La Bodega de Casablanca

Tapas & Sports Bar Centre-ville $$ By Noa Aviv
Published Dec 23, 2025 Last reviewed May 05, 2026 · How we pick bars

La Bodega de Casablanca runs two moods under one roof. Upstairs it is a Spanish tapas room; downstairs the basement turns into a bar where Latin bands, a long wine list and a televised match share the floor on a busy night.

It is also the city's clearest case of a restaurant choosing to be a sports room. ArrivalGuides describes a venue where live music shifts from reggae to samba to rock most nights, and the house has leaned into football since 2018, adding screenings that pull match-day crowds into a room built for tapas (arrivalguides.com). That dual identity is rare in Casablanca, where dining and screens usually stay in separate buildings.

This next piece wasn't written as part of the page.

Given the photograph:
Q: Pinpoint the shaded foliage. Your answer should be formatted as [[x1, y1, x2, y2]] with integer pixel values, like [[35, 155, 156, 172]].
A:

The layout splits the experience. The ground floor holds the dining tables; the converted basement is the bar and the late energy, where the band sets up and the room loosens after 10pm. Set on Boulevard Ben Abdellah in the Centre-ville, it sits within walking distance of the medina edge and the old-town hotels, which keeps the crowd mixed between residents and visitors.

Order the garlic prawns and a spread of tapas, the dishes reviewers return to, and pick from a wine list that runs Moroccan, French and South American. The French section is the deepest, so a Bordeaux or a Rioja-style red suits the kitchen better than a cocktail. Prices land in the reasonable range that regulars praise, which makes a long table of small plates the smart order.

The crowd is warm and music-led, a tapas-and-band set that tilts toward football when a major fixture is on the screens. Reviews flag the welcome and the manager's hospitality as the standout, with the occasional gripe about indoor smoking and uneven cooking. Calibrate for a lively Spanish bodega rather than a quiet dinner.

Best time to go is a weekend evening when the basement band is on, ideally lining up with a La Liga or Champions League fixture for the screens. A weekday lunch is calmer and food-first; the room's character belongs to the night.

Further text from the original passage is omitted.